Converting vancomycin-resistant L. reuteri to vancomycin-sensitive by a single amino acid change. (a) The determined 3D structure of the d-ala-d-ala ligase (Ddl) protein of E.coli (PDB ID 1IOV; blue) and the modeled protein structure of Ddl of L. reuteri (green) were superimposed to locate the putative active site residues in Ddl of L. reuteri which, in E. coli, form a hydrogen-bonded network (Y216–E15–S150; boxed region). (b) Superimposing the determined structures of the Ddl proteins of the E. coli wild-type (blue) and a mutant (PDB ID 1IOW; grey) show that replacing a tyrosine at position 216 with a phenylalanine (Y216F) does not form a hydrogen-bond between F216–E15, and changes the enzymatic activity from a dipeptide ligase to a depsipeptide ligase. (c) We predicted the active site residues of Ddl-L. reuteri by superimposing the wild-type E. coli Ddl protein (blue) with the predicted protein structure of L. reuteri (green), and residues F258–E17–S186 in Ddl-L. reuteri correspond to the E. coli triad Y216–E15–S15, respectively.
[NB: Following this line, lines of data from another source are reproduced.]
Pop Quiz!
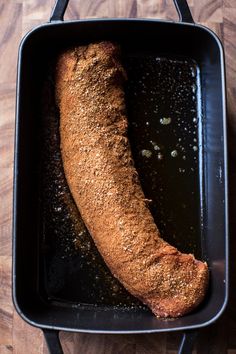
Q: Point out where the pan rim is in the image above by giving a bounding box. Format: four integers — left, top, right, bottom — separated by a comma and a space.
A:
12, 18, 229, 334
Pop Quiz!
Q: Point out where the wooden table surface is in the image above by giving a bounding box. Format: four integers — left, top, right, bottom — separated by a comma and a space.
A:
0, 0, 236, 354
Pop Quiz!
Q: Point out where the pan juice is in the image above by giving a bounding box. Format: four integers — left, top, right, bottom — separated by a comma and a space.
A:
126, 56, 201, 257
40, 56, 201, 309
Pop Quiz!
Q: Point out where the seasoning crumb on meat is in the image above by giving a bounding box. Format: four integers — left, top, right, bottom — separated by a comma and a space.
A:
56, 42, 208, 317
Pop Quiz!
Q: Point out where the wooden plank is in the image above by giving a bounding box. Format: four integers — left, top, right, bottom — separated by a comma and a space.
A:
0, 256, 13, 353
0, 0, 236, 354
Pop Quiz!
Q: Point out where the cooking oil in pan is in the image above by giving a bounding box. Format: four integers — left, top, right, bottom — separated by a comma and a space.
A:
126, 57, 201, 257
41, 57, 203, 308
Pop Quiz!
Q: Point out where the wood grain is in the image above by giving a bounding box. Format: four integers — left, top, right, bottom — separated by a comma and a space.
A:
0, 0, 236, 354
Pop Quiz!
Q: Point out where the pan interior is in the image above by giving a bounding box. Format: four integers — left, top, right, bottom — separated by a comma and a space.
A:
40, 54, 203, 309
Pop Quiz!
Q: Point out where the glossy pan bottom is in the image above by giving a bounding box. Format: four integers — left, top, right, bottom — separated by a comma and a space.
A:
14, 20, 227, 332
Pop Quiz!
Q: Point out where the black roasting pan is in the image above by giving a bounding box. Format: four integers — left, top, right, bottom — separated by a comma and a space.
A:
13, 0, 228, 353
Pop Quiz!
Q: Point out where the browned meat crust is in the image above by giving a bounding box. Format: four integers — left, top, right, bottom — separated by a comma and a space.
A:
56, 42, 208, 317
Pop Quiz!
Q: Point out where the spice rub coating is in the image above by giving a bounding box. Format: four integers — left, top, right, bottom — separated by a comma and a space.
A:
56, 42, 208, 317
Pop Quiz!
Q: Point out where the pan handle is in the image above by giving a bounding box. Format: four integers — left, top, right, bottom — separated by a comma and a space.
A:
43, 329, 63, 354
50, 0, 194, 23
178, 331, 198, 354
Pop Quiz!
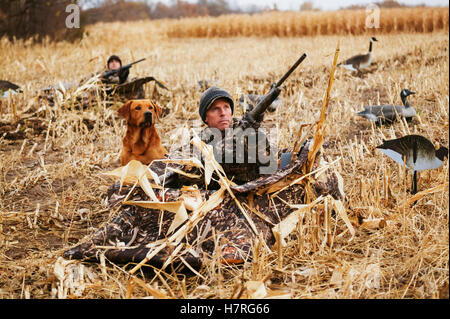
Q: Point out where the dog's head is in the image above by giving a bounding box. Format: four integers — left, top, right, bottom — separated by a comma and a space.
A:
119, 100, 162, 127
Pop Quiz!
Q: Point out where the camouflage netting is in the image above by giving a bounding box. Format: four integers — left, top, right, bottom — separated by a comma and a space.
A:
64, 141, 344, 268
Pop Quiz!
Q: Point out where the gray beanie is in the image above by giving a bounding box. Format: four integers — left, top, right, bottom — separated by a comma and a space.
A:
198, 86, 234, 123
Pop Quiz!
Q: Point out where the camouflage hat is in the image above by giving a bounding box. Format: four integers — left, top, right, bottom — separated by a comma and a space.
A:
198, 86, 234, 123
106, 55, 122, 66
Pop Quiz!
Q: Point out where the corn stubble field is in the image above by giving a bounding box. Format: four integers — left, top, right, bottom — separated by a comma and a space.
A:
0, 8, 449, 298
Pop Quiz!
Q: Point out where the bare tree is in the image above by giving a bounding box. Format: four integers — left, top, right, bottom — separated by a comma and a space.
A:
0, 0, 83, 40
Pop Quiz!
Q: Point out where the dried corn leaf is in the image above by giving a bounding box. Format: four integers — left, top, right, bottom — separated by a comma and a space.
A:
245, 280, 267, 299
306, 41, 340, 173
180, 187, 203, 211
123, 201, 189, 234
103, 160, 159, 202
130, 277, 170, 299
272, 196, 323, 247
400, 183, 448, 208
155, 157, 204, 169
327, 195, 355, 240
167, 167, 202, 179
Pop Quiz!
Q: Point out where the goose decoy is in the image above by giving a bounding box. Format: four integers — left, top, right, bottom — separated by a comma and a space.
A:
377, 135, 448, 194
238, 94, 282, 113
338, 37, 378, 72
358, 89, 416, 124
0, 80, 21, 98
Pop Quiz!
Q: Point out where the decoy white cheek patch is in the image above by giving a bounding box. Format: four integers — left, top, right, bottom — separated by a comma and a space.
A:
414, 157, 442, 171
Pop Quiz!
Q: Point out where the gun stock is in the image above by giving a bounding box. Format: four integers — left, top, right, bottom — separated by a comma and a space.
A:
246, 53, 306, 121
103, 58, 145, 78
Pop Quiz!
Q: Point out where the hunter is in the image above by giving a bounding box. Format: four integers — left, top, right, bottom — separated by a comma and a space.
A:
101, 55, 130, 84
151, 86, 278, 189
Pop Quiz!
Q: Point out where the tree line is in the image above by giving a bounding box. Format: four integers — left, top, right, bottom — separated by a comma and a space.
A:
0, 0, 422, 41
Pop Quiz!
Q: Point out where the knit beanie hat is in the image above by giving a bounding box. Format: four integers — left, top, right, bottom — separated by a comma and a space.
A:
198, 86, 234, 123
106, 55, 122, 66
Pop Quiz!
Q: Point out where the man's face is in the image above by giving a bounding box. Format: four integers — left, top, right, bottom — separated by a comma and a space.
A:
108, 60, 120, 70
205, 99, 232, 131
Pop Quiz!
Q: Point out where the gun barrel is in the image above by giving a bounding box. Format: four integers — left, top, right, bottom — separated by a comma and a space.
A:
275, 53, 306, 87
123, 58, 145, 67
247, 53, 306, 120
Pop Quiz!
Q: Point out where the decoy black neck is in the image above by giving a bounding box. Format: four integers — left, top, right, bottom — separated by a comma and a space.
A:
436, 147, 448, 161
402, 95, 411, 107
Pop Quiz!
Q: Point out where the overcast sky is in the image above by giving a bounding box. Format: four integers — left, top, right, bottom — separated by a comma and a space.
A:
239, 0, 449, 10
152, 0, 449, 10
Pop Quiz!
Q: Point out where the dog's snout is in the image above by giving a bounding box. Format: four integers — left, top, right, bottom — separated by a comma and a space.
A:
144, 111, 152, 122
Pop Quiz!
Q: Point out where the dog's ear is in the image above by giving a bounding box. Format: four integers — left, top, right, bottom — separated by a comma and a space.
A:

According to the E. coli model changing the phenylalanine at position 258 to a tyrosine (F258Y) in Ddl-L. reuteri would establish a hydrogen-bond between F258–E17 and may therefore yield dipeptide ligase activity which subsequently would result in a vancomycin-sensitive phenotype. (d) The dsDNA sequence of the ddl region of L. reuteri is shown aligned with the encoded amino acids for each triplet. Italic sequence represents the ApoI restriction site that is mutated by incorporation of oJP810. On the left are the leading and lagging strand indicated, and below is oJP810 showing the different mismatches with the resulting amino acid change (F258Y) on the right. (e) Susceptibility of L. reuteri wild-type (left) and the mutant RPRB3003 (right) to vancomycin using an Etest assay. The MIC is determined by identifying where bacterial growth intersects the Etest strip.